Illinois took a big step last month by joining the growing number of states that make it illegal for an employer to require candidates fill out mentions of criminal convictions on their job applications. The HB5701 bill named the Job Opportunities for Qualified Applicants Act was signed into law by Illinois Governor Pat Quinn in July. It will come into effect from January 1, 2015.
States and cities that have already passed similar laws include Massachusetts, Minnesota, Hawaii, Rhode Island and cities like Baltimore, San Francisco, Seattle and Philadelphia. Even though the EEOC’s 2012 Enforcement Guidance on the Consideration of Arrest and Conviction Records in Employment Decisions made it quite clear that employers should be very cautious in using the criminal history of job candidates in employment decisions, many employers continue to ignore such guidance until local laws are passed.
HB5701 says on Employer pre-screening that an “employer or employment agency may not inquire about or into, consider or require disclosure of the criminal record or criminal history of an applicant until the applicant has been determined qualified for the position and notified that the applicant has been selected for an interview by the employer or employment agency or, if there is not an interview, until after a conditional offer of employment is made to the applicant by the employer or employment agency.”
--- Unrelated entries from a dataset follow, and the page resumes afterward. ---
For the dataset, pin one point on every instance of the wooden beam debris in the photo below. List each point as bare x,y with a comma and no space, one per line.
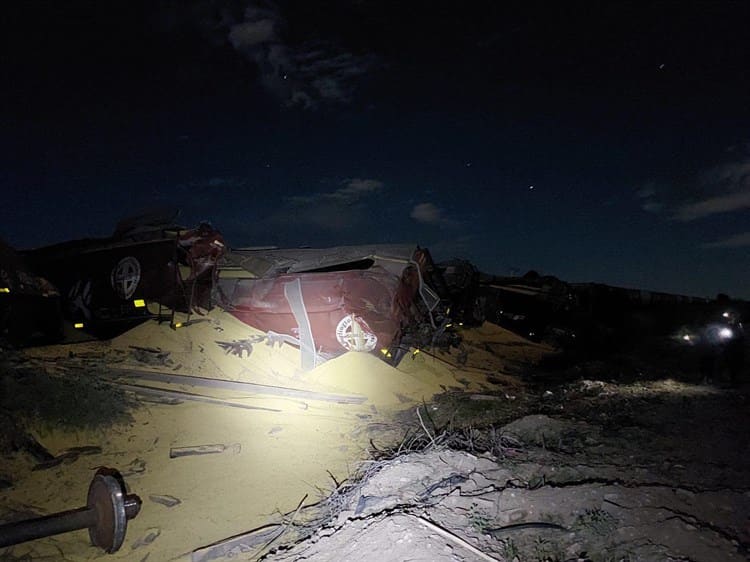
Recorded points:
248,387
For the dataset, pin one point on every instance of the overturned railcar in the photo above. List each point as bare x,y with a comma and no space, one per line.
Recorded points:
352,298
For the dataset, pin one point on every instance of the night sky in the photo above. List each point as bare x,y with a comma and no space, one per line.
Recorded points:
593,142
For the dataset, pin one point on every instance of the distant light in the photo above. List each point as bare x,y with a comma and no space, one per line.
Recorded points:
726,333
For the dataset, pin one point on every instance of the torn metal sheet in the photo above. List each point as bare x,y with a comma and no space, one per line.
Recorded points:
333,300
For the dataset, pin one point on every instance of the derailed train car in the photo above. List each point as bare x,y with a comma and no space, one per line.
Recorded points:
106,284
377,299
29,304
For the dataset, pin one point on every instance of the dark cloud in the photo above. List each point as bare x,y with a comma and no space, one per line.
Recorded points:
340,209
715,191
429,213
737,241
306,74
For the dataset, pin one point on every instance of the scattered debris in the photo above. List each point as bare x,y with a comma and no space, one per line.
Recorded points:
166,500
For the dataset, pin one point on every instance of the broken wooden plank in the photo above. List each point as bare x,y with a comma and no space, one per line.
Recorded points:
238,544
239,386
177,452
155,391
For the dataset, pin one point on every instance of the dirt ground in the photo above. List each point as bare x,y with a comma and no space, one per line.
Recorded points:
476,454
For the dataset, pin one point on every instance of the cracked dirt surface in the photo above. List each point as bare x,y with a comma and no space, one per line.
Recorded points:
672,484
500,465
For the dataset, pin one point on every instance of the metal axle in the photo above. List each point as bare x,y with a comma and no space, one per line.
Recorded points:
105,516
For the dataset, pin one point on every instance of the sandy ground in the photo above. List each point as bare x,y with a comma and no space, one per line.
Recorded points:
288,447
460,456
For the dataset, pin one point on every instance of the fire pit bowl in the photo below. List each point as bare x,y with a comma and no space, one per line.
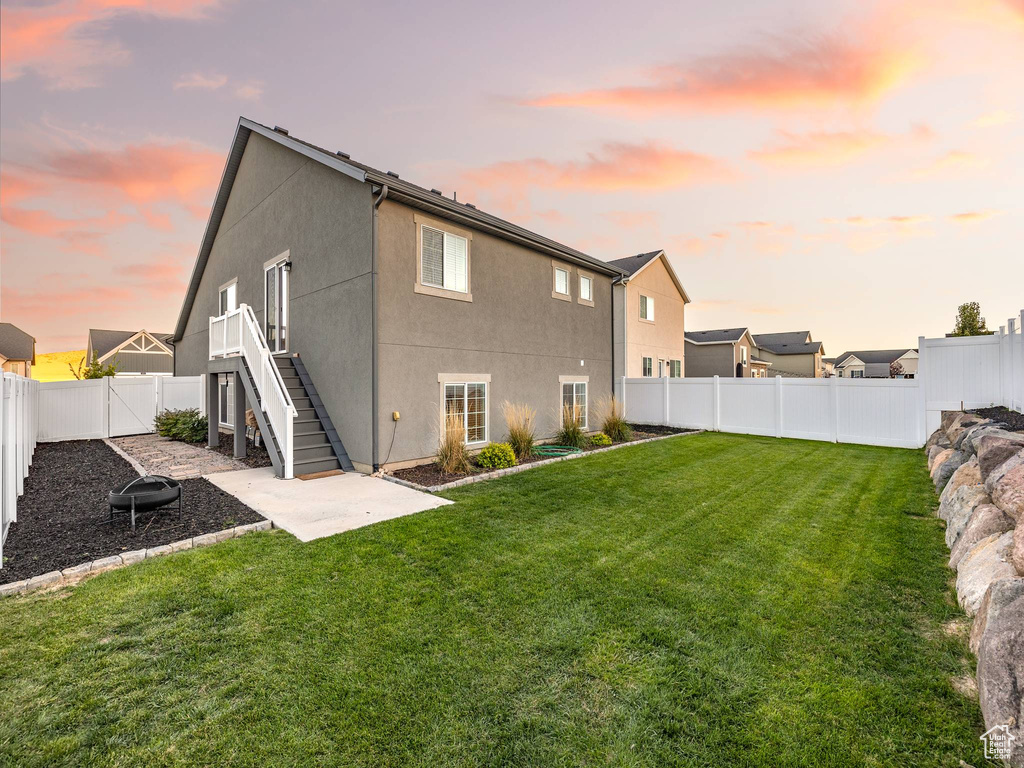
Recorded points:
143,495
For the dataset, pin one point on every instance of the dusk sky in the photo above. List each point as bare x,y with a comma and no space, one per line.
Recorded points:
848,168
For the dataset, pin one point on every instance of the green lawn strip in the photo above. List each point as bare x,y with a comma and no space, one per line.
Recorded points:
707,600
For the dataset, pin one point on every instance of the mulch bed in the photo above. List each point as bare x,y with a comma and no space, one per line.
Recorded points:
1013,420
428,475
60,518
256,457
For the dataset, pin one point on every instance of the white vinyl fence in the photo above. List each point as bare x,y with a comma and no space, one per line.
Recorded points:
113,406
873,412
973,372
17,442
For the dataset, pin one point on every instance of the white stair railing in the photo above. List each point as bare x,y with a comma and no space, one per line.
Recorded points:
238,333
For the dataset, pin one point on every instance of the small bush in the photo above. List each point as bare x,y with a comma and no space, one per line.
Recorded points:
453,458
188,425
571,430
497,456
609,414
520,419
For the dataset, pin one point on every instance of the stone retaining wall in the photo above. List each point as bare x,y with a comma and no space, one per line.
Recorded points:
978,469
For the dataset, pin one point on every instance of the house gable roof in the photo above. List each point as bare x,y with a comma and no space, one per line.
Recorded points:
633,265
398,189
15,344
104,342
719,336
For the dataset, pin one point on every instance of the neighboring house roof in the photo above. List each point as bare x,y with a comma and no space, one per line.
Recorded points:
791,342
398,189
720,336
103,341
869,356
15,344
633,265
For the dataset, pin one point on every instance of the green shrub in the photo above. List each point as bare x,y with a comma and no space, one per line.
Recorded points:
497,456
519,419
188,425
609,413
571,430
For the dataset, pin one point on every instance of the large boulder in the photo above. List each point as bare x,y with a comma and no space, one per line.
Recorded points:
987,519
987,562
1000,663
1008,487
957,511
993,450
945,470
967,474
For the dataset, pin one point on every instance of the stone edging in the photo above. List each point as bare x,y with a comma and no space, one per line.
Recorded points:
523,467
76,573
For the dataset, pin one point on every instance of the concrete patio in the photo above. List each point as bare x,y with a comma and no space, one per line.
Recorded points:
311,509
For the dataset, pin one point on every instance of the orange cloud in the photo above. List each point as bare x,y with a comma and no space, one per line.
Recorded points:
53,39
794,73
829,147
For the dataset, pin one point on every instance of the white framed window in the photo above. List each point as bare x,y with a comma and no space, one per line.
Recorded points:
574,399
646,308
468,400
228,297
443,259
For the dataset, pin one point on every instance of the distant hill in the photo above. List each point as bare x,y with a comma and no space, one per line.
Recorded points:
53,366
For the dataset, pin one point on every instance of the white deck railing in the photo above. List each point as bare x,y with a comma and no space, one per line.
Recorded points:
238,333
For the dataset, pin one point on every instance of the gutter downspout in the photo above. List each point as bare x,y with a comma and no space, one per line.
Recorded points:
375,361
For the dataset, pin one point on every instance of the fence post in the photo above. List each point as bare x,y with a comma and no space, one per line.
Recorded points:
778,406
718,407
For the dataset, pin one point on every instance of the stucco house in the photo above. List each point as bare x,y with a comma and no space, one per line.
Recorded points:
875,364
649,314
357,310
725,351
791,353
17,350
134,352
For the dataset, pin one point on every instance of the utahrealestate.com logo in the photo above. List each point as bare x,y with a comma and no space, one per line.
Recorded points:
998,742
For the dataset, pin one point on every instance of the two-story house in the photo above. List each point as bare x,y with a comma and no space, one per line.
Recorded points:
358,311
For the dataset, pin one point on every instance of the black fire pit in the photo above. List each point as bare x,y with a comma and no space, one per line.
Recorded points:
143,495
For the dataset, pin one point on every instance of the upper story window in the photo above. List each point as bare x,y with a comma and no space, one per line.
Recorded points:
443,260
646,308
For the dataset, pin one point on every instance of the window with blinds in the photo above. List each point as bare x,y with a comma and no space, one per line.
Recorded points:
444,260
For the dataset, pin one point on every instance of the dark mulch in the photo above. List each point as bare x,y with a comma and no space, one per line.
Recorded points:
429,475
1013,420
255,457
60,518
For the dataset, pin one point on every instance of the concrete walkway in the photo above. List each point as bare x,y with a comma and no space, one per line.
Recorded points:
311,509
162,456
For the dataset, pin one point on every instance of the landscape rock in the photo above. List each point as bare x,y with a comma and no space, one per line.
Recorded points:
993,450
967,474
987,519
945,469
986,563
1000,663
1008,488
958,510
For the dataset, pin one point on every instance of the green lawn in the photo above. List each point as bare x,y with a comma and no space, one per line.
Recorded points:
710,600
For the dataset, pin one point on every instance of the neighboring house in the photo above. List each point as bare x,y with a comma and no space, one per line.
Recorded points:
649,308
875,364
793,353
386,307
134,352
727,351
17,350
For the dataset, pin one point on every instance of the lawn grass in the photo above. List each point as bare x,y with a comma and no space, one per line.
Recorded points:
709,600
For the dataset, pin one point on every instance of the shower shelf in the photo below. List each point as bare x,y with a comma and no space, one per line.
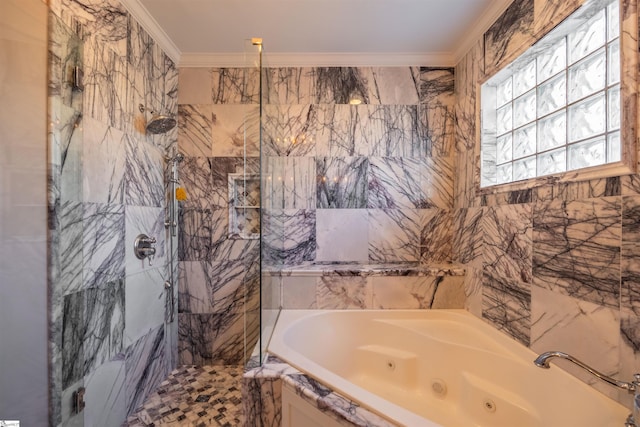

The law does not apply where: (1) employers are required to exclude applicants with certain criminal convictions from employment due to federal or state law; (2) a standard fidelity bond or an equivalent bond is required and an applicant’s conviction of one or more specified criminal offenses would disqualify the applicant from obtaining such a bond. In this case an employer may include a question as to whether the applicant has ever been convicted of those particular disqualifying offenses. (3) Employers employ individuals licensed under the Emergency Medical Services Systems Act.
However, employers are not precluded from notifying applicants in advance and in writing of specific offenses that will disqualify an applicant from employment in a specific job position due to the employer’s policy, or due to federal or state law.